3. Documentos digitais

Para o propósito deste manual, trataremos das estruturas dos documentos digitais com enfoque na acessibilidade dos dados, direito garantido pela Constituição Federal, a qual afirma ser "assegurado a todos o acesso à informação".

3.1 Documentos digitais

Podemos definir documentos digitais como informações produzidas e armazenadas através de codificação binária, podendo ser nato-digitais ou digitalizados e capazes de ser acessados por dispositivos computacionais.

Inicialmente apresentamos algumas características e semelhanças entre documentos nato-digitais e documentos digitalizados:

  • todos os documentos digitalizados são considerados documentos digitais, porém nem todos os documentos digitais são documentos digitalizados;
  • apresentam validade jurídica quando assinados digitalmente através de certificação digital;
  • a utilização de ambos permite ampliar a sustentabilidade ambiental de qualquer instituição;
  • podem até exibir o mesmo formato eletrônico, como pdf ou doc.

Mas, em relação à acessibilidade, há uma larga diferença entre eles.

Nato-digitais

Como o próprio nome sugere, já nasceram em formato eletrônico. Eles podem ser criados a partir de editores de texto como Microsoft Office Word, LibreOffice Writer, Documentos Google, editores de texto dos Sistemas de Processos Digitais, entre outros.

Quando produzidos com estruturas de acessibilidade textual, conforme tópico 5.2 apresentam características capazes de permitir que pessoas cegas, com baixa visão, disléxicas ou daltônicas consigam acessar o conteúdo de tais documentos em nível de igualdade com as pessoas ditas normais.

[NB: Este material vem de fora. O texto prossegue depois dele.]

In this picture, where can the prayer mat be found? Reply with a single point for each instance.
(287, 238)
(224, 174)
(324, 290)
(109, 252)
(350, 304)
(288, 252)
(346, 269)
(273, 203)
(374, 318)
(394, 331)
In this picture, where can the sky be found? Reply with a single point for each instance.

Para melhor entender, vamos em busca da inteligência do Estatuto da Pessoa com deficiência e aprender que "consideram-se formatos acessíveis os arquivos digitais que possam ser reconhecidos e acessados por softwares leitores de telas ou outras tecnologias assistivas que vierem a substituí-los, permitindo leitura com voz sintetizada, ampliação de caracteres, diferentes contrastes e impressão em Braille".

A existência de documentos inacessíveis não tem relação com a falta de instrumentos que permitam essa ação. O que falta é conhecimento de como fazer, motivo bem recorrente quando o assunto é acessibilidade. Quase sempre as pessoas já têm as ferramentas, conhecem os métodos, mas não os aplicam como deveria.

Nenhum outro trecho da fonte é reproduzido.